Nous refusons cette méthode, qui nous laisse augurer de votre vision du Grand Paris. Avec ce gigantesque projet, qui pourrait pourtant être porteur d’avenir, on sait bien que Nicolas Sarkozy a une volonté de recentralisation. Il suffit de voir l’amendement qui a été adopté à la hussarde, de nuit, et qui permet à l’État de passer en force, sans débat avec les collectivités territoriales. Or le STIF, c’est d’abord la voix des collectivités territoriales en ce qui concerne le réseau de transport dans l’ensemble de l’Île-de-France. Nous reparlerons d’ailleurs de ces questions dans les jours, les semaines ou les mois à venir dans le débat sur La Poste, puis dans celui sur la réforme des collectivités territoriales.

Il y a ici même des élus locaux qui, indépendamment de leur appartenance politique, de gauche ou de droite, vous le disent : vous touchez au cœur de la décentralisation, au rôle même du Sénat et vous foulez aux pieds les collectivités. D’ailleurs, on le voit bien avec la suppression de la taxe professionnelle, dont certains s’émeuvent déjà.
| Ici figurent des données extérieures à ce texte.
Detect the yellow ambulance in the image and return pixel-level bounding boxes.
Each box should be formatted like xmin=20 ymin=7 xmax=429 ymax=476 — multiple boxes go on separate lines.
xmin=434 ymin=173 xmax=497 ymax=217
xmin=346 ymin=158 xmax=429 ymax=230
Car ce sont toutes les collectivités et pas seulement celles de gauche qui ne pourront plus faire face à leurs responsabilités et protéger les citoyens ! Une fois qu’elles auront assuré le minimum obligatoire, elles ne pourront plus, contrairement à aujourd’hui, financer les associations culturelles ou les clubs sportifs ; elles seront étouffées.

Il est bien que le Sénat puisse mettre le holà à ces abus. C’est pourquoi je souscris totalement aux propos qui ont été tenus par certains de mes collègues. Ils ne sont aucunement outranciers. En effet, on ne peut pas continuer à marcher de cette façon sur la région d’Île-de-France ! On ne peut pas continuer à marcher sur la Ville de Paris ! On ne peut pas continuer à marcher sur les collectivités territoriales ! On ne peut pas continuer à marcher sur tous ces élus qui se battent chaque jour pour qu’on respecte la vie de nos concitoyens franciliens !

Cet amendement donne le ton de ce qu’est l’ensemble du projet de loi : encore une fois, on affaiblit le service public, on affaiblit les territoires, et tout cela au nom de la réforme. Pourtant, nous voulons des réformes, nous sommes pour la modernisation. Malheureusement, les vôtres aboutissent chaque fois à une régression à tel point que, dans ce pays, qui a toujours été avide de progrès, vous commencez à installer dans les têtes de nos concitoyens que réforme veut dire régression.